Padua—too little time!

Padua was so much more than we expected—and we expected a lot.

We stayed in a wonderful little B&B with a gorgeous dramatic room and bath with 10 foot ceilings and a charming host named Mario.   Little B&B’s are popping up all over Italy since the category was created in 2000.   It’s a great alternative to hotels, and we’ve had nothing but good luck in the last three places in Italy where we’ve opted to go this way.   It’s like having a friend who lives in town.   If you’re careful about checking the location and feedback online, it’s a great way to go, and saves a fortune over hotels.

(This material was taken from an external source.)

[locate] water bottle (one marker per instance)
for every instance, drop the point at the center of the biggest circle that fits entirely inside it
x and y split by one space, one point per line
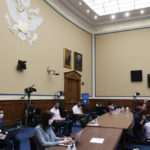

We were more lucky than clever in Padua.  We arrived in the afternoon and took the tram to our place, then wandered into the old city to see what we could see.  I thought we should go to the Basilica of St. Anthony first, since it stayed open until 7:30 and was one of the major reasons for visiting there.    This was a twofold pilgrimage—for art and for the spirit.   St. Anthony was the saint to whom my grandmother prayed for many things.  Whenever we lost something, she would tell us to pray to St. Anthony.  When I was trying to have a baby, she prayed to St. Anthony for me.   Visiting the basilica was a chance to see one of the most visited pilgrimage sights in the Christian world, and to get in touch with my grandmother’s roots as well.   So many pilgrims lined up to touch the tomb of the Saint and to deposit notes and photos with their intentions or thanks for answered prayers.  I was one of them. It was very moving.

I was also moved, of course, by the beauty and majesty of the phenomenal basilica itself, especially the Donatello altar and his bronze equestrian statue outside of the church.  I could only get photos outdoors, so check out the web site for more about the church:  http://www.basilicadelsanto.org/ing/home.asp  The marble reliefs in the Saint’s chapel were beautiful and we had to return the next day for a second look at them, the reliquary chapel, and the frescoes in the Chapel of St. James.

After the Basilica, we decided to walk across town to get a feel for the city, and planned to stop for a drink in one of the many great piazzas—probably Piazza degli Signore.   But on our way, we came across the crazy celebrations of newly minted graduates of the University of Padua.   Among all of this religious tradition, the city of Padua has one of the oldest and most progressive universities in the world.  As for the craziness–Please check out my earlier post “Dottore, dottore” to see the video—the link has been fixed so you can watch it and hear the song.      Graduates wear the traditional laurel wreaths and then add crazy costumes, as they stand in front of their caricature posters and read their friends’ list of “charges.”   It’s really entertaining, including the song that is sung over and over by friends and family to each of the grads, all afternoon and well into the night.   IN spite of all the Italian swear words, we couldn’t get the little ditty out of our heads the next day!   We were in their good company for our cocktails in the piazza.   We tried to stop for a drink, a meal, or a coffee in every piazza in Padua during  the few days we were there—and I think we may have succeeded!  Maybe it’s because it’s a College town, after all, but we just felt so comfortable in Padua from beginning to end.

However, the main reason we wanted to visit Padua had been the Scrovegni chapel.   Ever since a course years ago on Italian Renaissance Art History, I’ve been obsessed with seeing Giotto’s masterpiece, arguably the turning point for Renaissance painting.   I never use the word “awesome”—but in this case, it’s appropriate.   I was surprised by the efficiency and seriousness of the reservation and entry process, designed to keep temperature and humidity constant and preserve this precious site.  In spite of having seen and studied each one of these works on web sites, in slide presentations, and in books,  I was absolutely overwhelmed by the four levels of frescoes adorning the chapel.   I can’t possibly describe it—just read about it if you’d like to.   But I can tell you that when I walked into the chapel, I gasped out loud.  Before leaving, I shed a few tears.  There were others weeping, though admittedly most were little old ladies.   Maybe it was Stendhal Syndrome?  I don’t know, but Ray and I were both quite overwhelmed by its beauty.  http://en.wikipedia.org/wiki/Scrovegni_Chapel#Anthology_of_images

Great Italian food and wine—amazing iconic artworks, why is it we are going to France now?   I guess you’ll find out in a few days.